1. Der Film in einem Satz:

Tarkovsky stalkt das Monster von Cloverfield im District 9.

2. Darum geht‘s:

Vor sechs Jahren ist dank eines Unfalls mit einer NASA-Raumsonde außerirdisches Leben auf der Erde gelandet. Die Armee der USA versucht, die riesigen Kreaturen in einem Sperr-Gebiet zwischen Texas und Mexiko in Quarantäne zu halten. Sam (Beruf: reiche Tochter) und Andrew (Beruf: Fotograf für eine Zeitung des Tochtervaters) müssen von Mexiko nach Amerika reisen und sind gezwungen, einen Weg durch die infizierte Zone zu wählen, weil alle sicheren Wege aufgrund unglücklicher Umstände nicht zur Verfügung stehen…

Der Brite Gareth Edwards, Autor und Regisseur dieses Debütfilms, versucht etwas ganz Erstaunliches: ein kontemplatives Monster-Movie zu drehen. Niemand schreit, keiner rennt. Sechs lange Jahre leben die Mexikaner mit der täglichen Bedrohung von Kreaturangriff und Luftattackenantwort der US-Armee. Resignation und sich in diesem Leben einrichten, ist ihre einzige Möglichkeit, der Verzweiflung zu entgehen.

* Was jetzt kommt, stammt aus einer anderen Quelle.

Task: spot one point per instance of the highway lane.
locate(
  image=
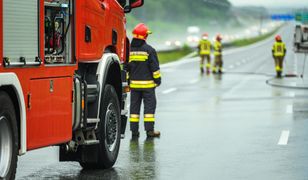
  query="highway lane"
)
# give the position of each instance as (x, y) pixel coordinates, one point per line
(233, 126)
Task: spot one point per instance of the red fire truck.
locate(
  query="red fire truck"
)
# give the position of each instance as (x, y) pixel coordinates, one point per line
(61, 79)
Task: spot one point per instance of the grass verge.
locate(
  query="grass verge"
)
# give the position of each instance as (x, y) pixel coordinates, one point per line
(168, 56)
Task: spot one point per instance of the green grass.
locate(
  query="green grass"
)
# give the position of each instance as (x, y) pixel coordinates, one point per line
(249, 41)
(165, 57)
(169, 56)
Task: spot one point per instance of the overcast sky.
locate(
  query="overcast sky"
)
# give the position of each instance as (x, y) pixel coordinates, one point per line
(271, 3)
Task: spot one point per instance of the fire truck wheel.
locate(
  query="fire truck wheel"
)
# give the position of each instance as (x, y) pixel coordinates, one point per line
(109, 130)
(8, 138)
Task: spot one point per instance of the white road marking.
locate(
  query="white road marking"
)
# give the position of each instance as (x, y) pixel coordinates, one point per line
(289, 109)
(291, 94)
(169, 90)
(194, 81)
(284, 138)
(168, 70)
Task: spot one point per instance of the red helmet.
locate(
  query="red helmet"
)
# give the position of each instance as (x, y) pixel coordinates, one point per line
(205, 36)
(141, 31)
(278, 38)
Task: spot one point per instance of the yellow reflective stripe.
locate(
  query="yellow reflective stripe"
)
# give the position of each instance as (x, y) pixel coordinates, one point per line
(142, 86)
(140, 58)
(138, 53)
(142, 82)
(156, 74)
(139, 36)
(279, 49)
(134, 115)
(134, 119)
(149, 119)
(149, 116)
(205, 47)
(217, 48)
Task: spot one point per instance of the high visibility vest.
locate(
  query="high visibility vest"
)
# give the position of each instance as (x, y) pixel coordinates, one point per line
(279, 48)
(205, 47)
(217, 48)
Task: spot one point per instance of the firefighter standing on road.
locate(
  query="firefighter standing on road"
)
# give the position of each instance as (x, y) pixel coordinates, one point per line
(144, 77)
(205, 52)
(218, 55)
(279, 52)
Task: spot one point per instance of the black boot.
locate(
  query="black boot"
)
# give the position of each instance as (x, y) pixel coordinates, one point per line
(135, 134)
(153, 134)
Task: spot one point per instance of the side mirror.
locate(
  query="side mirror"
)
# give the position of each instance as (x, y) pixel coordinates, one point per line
(133, 4)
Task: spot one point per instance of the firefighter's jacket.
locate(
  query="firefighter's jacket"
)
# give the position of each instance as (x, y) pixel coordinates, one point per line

Sam und Andrew reisen durch ein verwundetes Land, immer tiefer, immer weiter. Die Wunden werden größer, das Staunen über eine Gegend, in der die Zivilisation auf dem Rückmarsch ist, ebenso.
An der Schwelle zum gelobten Land Amerika angekommen blicken sie auf eine Mauer unvorstellbaren Ausmaßes, den Stein gewordenen Versuch Amerikas, sich von den Gefahren da draußen abzuschotten.

Bei aller Ruhe und Gelassenheit: die Kritik an der amerikanischen Immigrations- wie Interventionspolitik schwingt nicht nur im Subtext mit.
Kann man sich auf die Ruhe des Films einlassen, auf die Entschleunigung, auf die Echtheit (ja!), dann bietet „Monsters“ ein erstaunliches, minimalistisches, in Teilen ergreifend schönes Filmerlebnis. Edwards gelingt vor allem in dem mittleren, zivilisationsfernen Teil das Kino eines Werner Herzog aufleben zu lassen.
Das wahrscheinlich erste Monster-Movie puren Arthouse-Zuschnitts!

3. Der beste Moment:

Mit Sicherheit nicht der Trailer, der kaum irreführender sein könnte.
Ein leiser, ein zarter Film über das Leben und das Arrangieren mit dem allgegenwärtigen Tod.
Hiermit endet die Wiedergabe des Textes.